Happily, Stafford found solace and even enrichment in these years. Previously he had been on the road constantly. In 2020 and beyond, he was home with his young daughter, whose entrancing being is celebrated on Between Two Worlds in Stafford’s composition “Mi a Mia.” He sounds positively grateful for the forced hiatus: “I got to know my family. I got two years to really get to know my daughter and to establish a real relationship. Before the pandemic working was just part of my DNA. I would just accept everything and make it work. Now I make sure that everything I say ‘yes’ to benefits my family in some way.” Stafford seems to be not only a family man, but a man of unshaken faith. The second number on this new disc is the hymn “Great is Thy Faithfulness” with its lyrics: “Great is Thy faithfulness, O God my Father/There is no shadow of turning with Thee/ Thou changest not, Thy compassions, they fail not.” The treatment of his hymn begins in unexpectedly upbeat fashion, with Alex Acuña’s hand drums, and continues with a repeated figure by pianist Bruce Barth, who sounds a bit like McCoy Tyner, before Stafford’s beautifully rounded statement of the theme. Stafford, who trained in classical music, has an elegant, extroverted tone. There are no Miles-like sputterings or intimate whispers from him. This trumpeter never seems to be straining; he can be exuberant without sounding brassy.

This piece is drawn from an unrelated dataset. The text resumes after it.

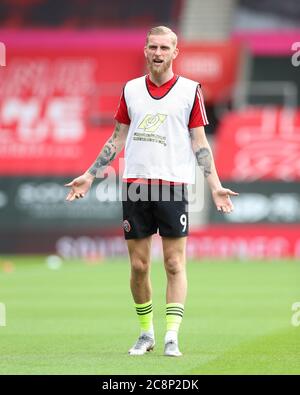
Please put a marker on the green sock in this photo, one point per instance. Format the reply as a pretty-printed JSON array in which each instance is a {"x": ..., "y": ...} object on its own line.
[
  {"x": 145, "y": 316},
  {"x": 174, "y": 314}
]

Stafford’s band is equally expressive. He pays tribute to various musical heroes on this album, including Billy Strayhorn, whose gorgeous ballad “Blood Count” was written when Strayhorn was mortally ill and hence between two worlds. Recorded originally by Duke Ellington on the 1967 masterpiece, And His Mother Called Him Bill, here it serves to spotlight bassist David Wong, who plays the unforgettable melody with pianist Bruce Barth in tactful accompaniment. McCoy Tyner’s equally appealing ballad, “You Taught My Heart to Sing,” brings out the best in Stafford. His warm tone and unaffected style are perfectly attuned to Tyner’s under-rated lyricism. Barth, gradually intensifying his solo — block chords alternating with brisk single note lines — re-introduces Stafford for the trumpeter’s second solo.

Horace Silver’s “Room 608” was recorded by the composer in 1954. Another mostly forgotten piece, it’s uptempo, and Stafford’s solo ends with a kind of growl. Then saxophonist Tim Warfield, a long time collaborator with the leader — they recorded together in 2006 — takes over in his typically fluent style. Warfield recorded as a “Tough Young Tenor” in 2006. He sounds emotionally open here: the toughness must have worn off. Drummer Johnathan Blake also solos intensely: this is an all-star group. Bassist Wong sounds like Mingus in his solo introduction to “Wruth’s Blues,” dedicated to Stafford’s mom. (The title seems to combine Ruth and “wroth.”) It’s a slow, funky blues with Warfield playing the first solo gently, avoiding blues cliches. It’s a soulful ending to a spirited set by a group of musicians who might have been discouraged given the shutdown. Instead, Stafford and company made their own world while calling on their ancestors and inspirations.


Michael Ullman studied classical clarinet and was educated at Harvard, from which he received a PhD in English. The author or co-author of two books on jazz, he has written on jazz and classical music for the Atlantic Monthly, New Republic, High Fidelity, Stereophile, Boston Phoenix, Boston Globe, and other venues. His articles on Dickens, Joyce, Kipling, and others have appeared in academic journals. For over 20 years, he has written a bi-monthly jazz column for Fanfare Magazine, for which he also reviews classical music. At Tufts University, he teaches mostly modernist writers in the English Department and jazz and blues history in the Music Department. He plays piano badly.